Cancer survivor giving thanks to the doctor who helped him through difficult times

Local News

A story of hope from an Erie man.

Tim Berrier says he was depressed, feeling hopeless, and about ready to give up on life after a long and difficult battle with throat cancer. Berrier was diagnosed with throat cancer when the COVID-19 pandemic began last year. He was referred to UPMC Presbyterian in Pittsburgh for treatment.

The good news is, the cancer was located and removed and he is now cancer free. He spent 50 days in the hospital after a series of complications.

Berrier was offered help from a psychologist from their Survivors Clinic, but he didn’t think he needed help.

“After what I had been through, the pandemic, my surgery, radiation, I found myself in a very deep, dark, and sad state of depression.” Berrier said.

In the comfort of his home in Erie, he had a series of teleconference meeting with Alexandra Olson. He credits her with getting him through the toughest moments of his life.

“It is really hard. It’s not something that we think about all that often until you are dealt with something like this.” Olson said.

“She came in and with her professional sincerity, dedication and devotion, she devoted herself to bringing me back to a new normal.” Berrier said.

Berrier says he was so grateful and he recently wrote a letter to the hospital because he wanted her to be recognized. He also says the mental aspect of the cancer is just as deadly as the physical part.

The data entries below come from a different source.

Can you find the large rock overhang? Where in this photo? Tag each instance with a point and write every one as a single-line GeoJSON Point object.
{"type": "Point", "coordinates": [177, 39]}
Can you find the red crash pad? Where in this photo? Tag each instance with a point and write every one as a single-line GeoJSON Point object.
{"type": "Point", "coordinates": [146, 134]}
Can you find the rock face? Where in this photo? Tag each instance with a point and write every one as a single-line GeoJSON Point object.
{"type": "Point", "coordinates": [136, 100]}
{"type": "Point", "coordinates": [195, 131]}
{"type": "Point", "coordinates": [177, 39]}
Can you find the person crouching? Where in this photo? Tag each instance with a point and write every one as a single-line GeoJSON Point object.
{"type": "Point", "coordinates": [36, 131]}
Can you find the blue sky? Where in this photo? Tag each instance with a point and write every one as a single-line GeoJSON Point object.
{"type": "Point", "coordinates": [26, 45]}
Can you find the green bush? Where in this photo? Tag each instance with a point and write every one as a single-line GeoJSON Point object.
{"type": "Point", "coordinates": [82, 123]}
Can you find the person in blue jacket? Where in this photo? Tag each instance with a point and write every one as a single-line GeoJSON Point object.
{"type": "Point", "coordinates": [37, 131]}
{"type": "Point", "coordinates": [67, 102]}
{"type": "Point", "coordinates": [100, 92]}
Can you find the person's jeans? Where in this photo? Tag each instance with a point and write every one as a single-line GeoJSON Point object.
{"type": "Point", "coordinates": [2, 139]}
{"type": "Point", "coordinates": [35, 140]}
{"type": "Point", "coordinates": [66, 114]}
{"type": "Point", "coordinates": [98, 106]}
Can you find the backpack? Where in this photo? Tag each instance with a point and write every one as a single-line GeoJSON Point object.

“I was in for the ride of my life. It’s something that I have never gone through and would never wish it upon anybody. I suspect most cancer patients do go through something like this.” Berrier said.

Olson says too many patients don’t think mental health treatment is needed, including Tim at first.

“One thing that is important is that it does not mean that person is not strong or does not know how to navigate that or does not have support systems to navigate it. It’s something that should not be navigated alone.” Olson said.

Below is Tim Berrier’s letter to the hospital.

Note: In our earlier reporting, we incorrectly identified Alexandra Olson as a doctor. She is a graduate psychology student and assigned to work in the UPMC Head & Neck Survivorship Clinic. We apologize for the error.